Acupressure to decrease pain and length of labor
As previously mentioned, acupressure is the stimulation of specific acupuncture points without using needles. This is a great tool to teach anyone since it does not require needling, and it can be utilized at any moment- such as, the moment you go into labor. Utilizing acupressure as you are preparing for labor and during labor can help prepare and ripen the cervix, decrease pain, shorten duration of labor and increase relaxation. Acupressure is also a great tool to teach your partner/ support person as it gives them something helpful to be doing while you are busy doing most of the heavy lifting.
A randomized control trial was done at a public hospital in India, where there was no access to epidurals and they were not allowed to have a support person with them. The study looked at the outcome of using acupressure while in labor on SP6 (spleen 6). The study showed that the 70 women in the acupressure group had a significantly shorter delivery time and reported less pain during labor compared to the control group of 70 women receiving standard care.
A similar study was done on a different acupressure point, LI4 (large intestine 4).
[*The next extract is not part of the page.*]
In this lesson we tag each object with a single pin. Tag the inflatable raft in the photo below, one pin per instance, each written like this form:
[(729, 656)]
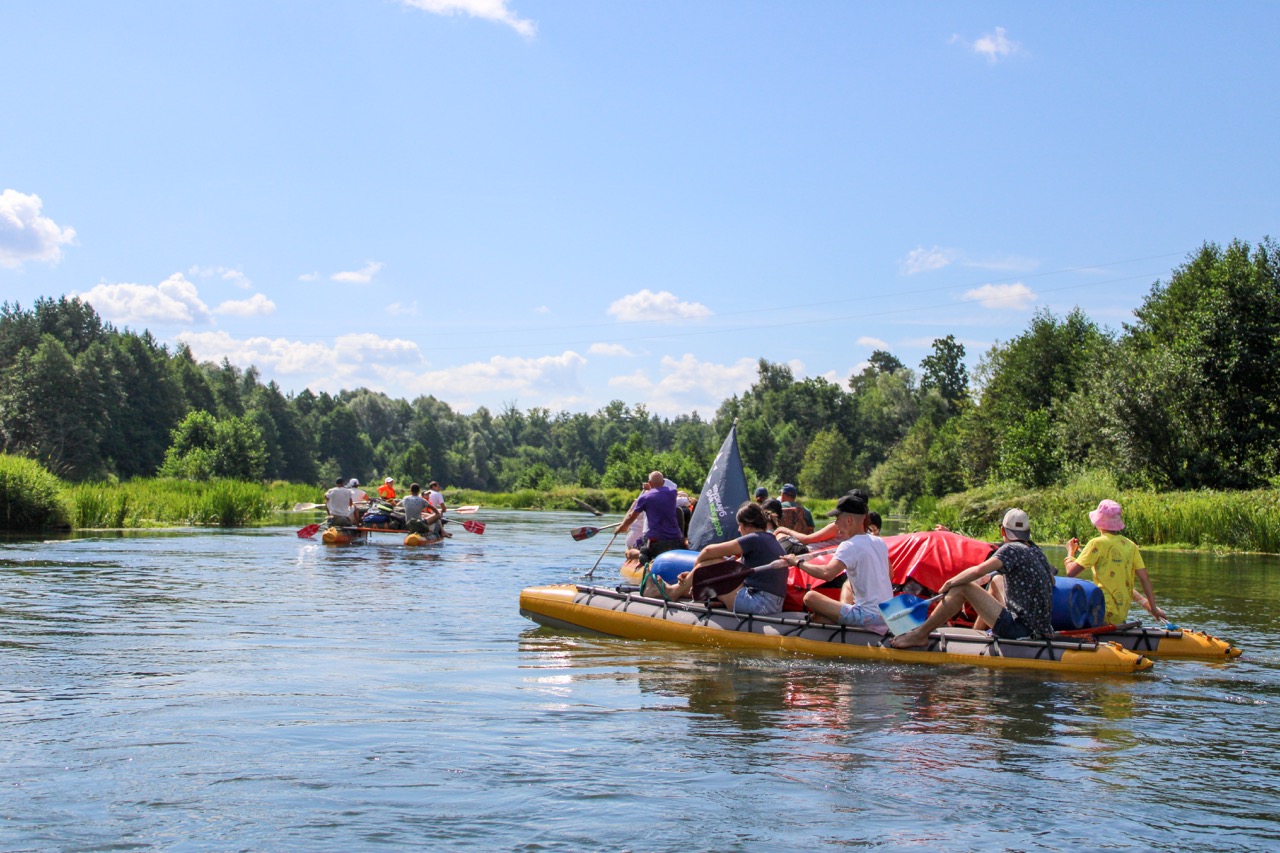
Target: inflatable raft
[(359, 536), (617, 612)]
In this study, 100 women who were at the beginning of the active phase of labor (meaning they were 3-4 cm dilated with regular contractions) were split into two groups. The women in the acupressure group received deep massage on LI4, while the women in the control group received touch with no pressure on LI4. The results showed that there was a statistically significant decrease of pain and decrease of length of labor in the acupressure group.